More experts allow more specialization, but:

  • Take longer to train
  • Use more memory
  • May need load balancing to prevent some being unused

Start with 4-8 and adjust based on your results.

WithHiddenExpansion(int)

Sets the hidden dimension expansion factor for expert networks.

public MixtureOfExpertsBuilder<T> WithHiddenExpansion(int expansion)

Parameters

expansion int

The expansion factor (hidden dim = input dim * expansion).

Returns

MixtureOfExpertsBuilder<T>

This builder instance for method chaining.

Remarks

The actual expert hidden dimension will be calculated as InputDim * expansion. Common values: 2-4 for moderate capacity, 4-8 for high capacity.

WithIntermediateLayer(bool)

Configures whether experts should use an intermediate (hidden) layer.

public MixtureOfExpertsBuilder<T> WithIntermediateLayer(bool useIntermediateLayer)

Parameters

useIntermediateLayer bool

True to use 2-layer experts, false for single-layer experts.

Returns

MixtureOfExpertsBuilder<T>

This builder instance for method chaining.

Remarks

Two-layer experts (Input → Hidden → Output) provide more capacity and are standard in research.

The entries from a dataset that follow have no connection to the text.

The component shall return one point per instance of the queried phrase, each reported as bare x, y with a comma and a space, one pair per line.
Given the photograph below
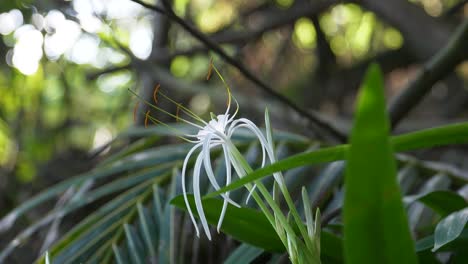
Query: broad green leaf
375, 225
427, 243
244, 254
252, 227
244, 224
433, 137
449, 228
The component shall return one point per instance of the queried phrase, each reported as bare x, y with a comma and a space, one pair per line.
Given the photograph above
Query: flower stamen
155, 93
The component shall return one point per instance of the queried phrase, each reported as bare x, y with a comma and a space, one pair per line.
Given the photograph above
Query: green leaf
375, 224
244, 254
433, 137
244, 224
443, 202
449, 228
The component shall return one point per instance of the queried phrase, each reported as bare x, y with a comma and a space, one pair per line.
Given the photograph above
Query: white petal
209, 170
184, 191
196, 193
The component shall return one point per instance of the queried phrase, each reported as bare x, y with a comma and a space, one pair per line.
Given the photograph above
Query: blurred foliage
67, 66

Single-layer experts (Input → Output) are faster and use less memory, suitable for simpler tasks. Default is true (two-layer) as this matches most research implementations.

For Beginners: Controls how complex each expert network is.

Two-layer experts (default: true):

  • Structure: Input → Hidden → Output
  • Pros: More capacity to learn complex patterns
  • Cons: Slower, uses more memory
  • Use when: You have a complex task or enough compute
  • Example: Input(128) → Hidden(512) → Output(128)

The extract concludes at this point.